Johnson Matthey has come a long way since being founded in 1817. For over two centuries, JM has helped tackle some of the world’s biggest challenges. And they’re continuing to do so today, using advanced metals chemistry expertise and technology solutions to enable the world’s leading energy, chemicals and automotive companies to decarbonise and reduce harmful emissions.
With global challenges of climate change, energy supply and resource scarcity more pressing than ever before, Johnson Matthey is making it their purpose to catalyse the net zero transition for their customers, and millions of people every day.
Learn more about JM's contribution to the ēQATOR project by reading the interview below, in which Andrew Steele explains the role of the organisation within the project and the vision and goals that shape the development of ēQATOR reactor technologies.
Andrew Steele
INTERVIEW
Please introduce yourself and your role in the project.
My name is Andrew Steele, and I’m a Principal Scientist at Johnson Matthey. In the ēQATOR project, I lead our technical contributions related to catalyst development and reactor integration, ensuring our materials perform optimally under electrically heated conditions.
How did you learn about the project and become a partner?
Johnson Matthey was approached to join the ēQATOR consortium due to our long-standing expertise in catalysis and our strategic focus on sustainable technologies. The project aligns closely with our mission to enable cleaner, more efficient chemical processes, and I became involved through our internal innovation and partnerships team. Johnson Matthey has already collaborated with several of the ēQATOR partners in previous projects, which has proven to be a real advantage. These established relationships have enabled smoother communication, faster alignment on technical goals, and a shared understanding of project expectations. This foundation of trust and familiarity has significantly accelerated early-stage integration and innovation within the consortium.
What is your organisation's role in the project, and what expertise do you bring to the table?
Our role is to develop and supply advanced catalytic materials tailored for use in electrically heated reforming reactors. We bring decades of experience in catalyst design, process intensification, and industrial-scale implementation, particularly in hydrogen and methanol production technologies.
How is your organisation collaborating with other partners in the project?
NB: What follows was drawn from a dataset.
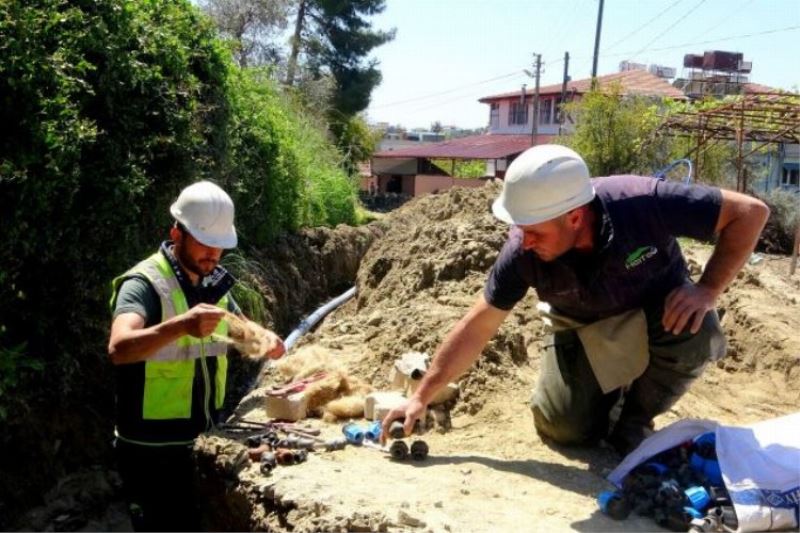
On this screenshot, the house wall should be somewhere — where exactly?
[414,174,486,196]
[488,96,558,135]
[372,157,417,174]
We work closely with both academic and industrial partners to co-develop and validate reactor systems. This includes sharing data, aligning on performance metrics, and integrating our catalysts into novel reactor designs. Regular technical meetings and collaborative testing ensure that our contributions are well-aligned with the broader project goals.
How do your project activities contribute to the goal of the project to achieve a cost-competitive renewable methanol production with near zero CO2 emissions?
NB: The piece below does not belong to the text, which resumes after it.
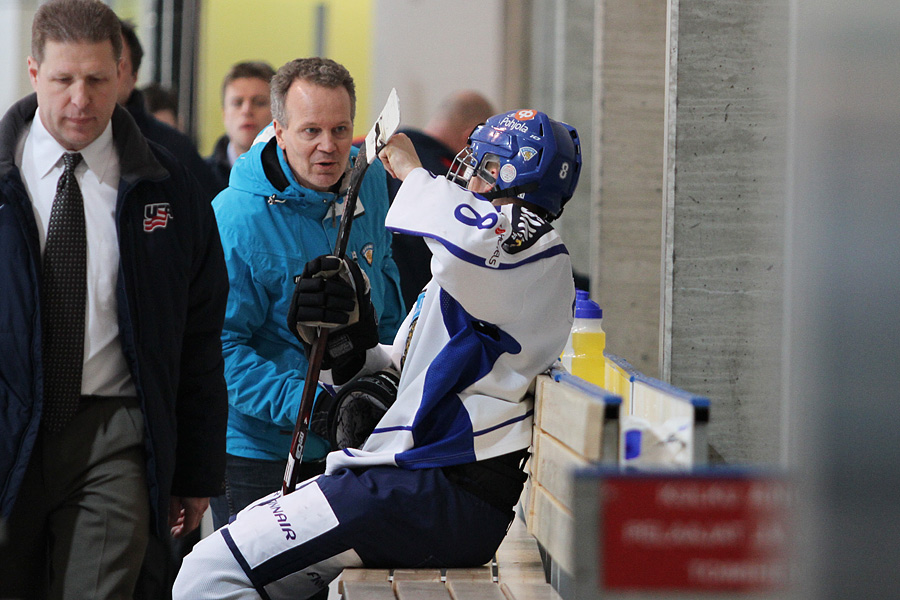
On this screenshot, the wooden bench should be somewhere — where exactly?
[338,518,560,600]
[605,354,709,471]
[338,355,709,600]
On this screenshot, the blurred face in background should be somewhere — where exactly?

Our catalysts are designed to operate efficiently under resistive and microwave heating, which significantly reduces the energy demand and physical footprint of the reactors. This directly supports the project’s goal of decarbonizing syngas production and enabling cost-effective, low-emission methanol synthesis.
Regarding your tasks, what do you expect are or will be the greatest challenges during the project?
One of the key challenges is ensuring catalyst stability and performance under unconventional heating methods. Additionally, scaling up these technologies from lab to industrial scale while maintaining efficiency, safety, and cost-effectiveness will require close coordination across the consortium.
If you had one wish regarding the project, what would it be?
My wish would be for the ēQATOR project to demonstrate a clear, scalable pathway for electrified chemical manufacturing—one that can be replicated across other sectors to accelerate the transition to net-zero industrial processes.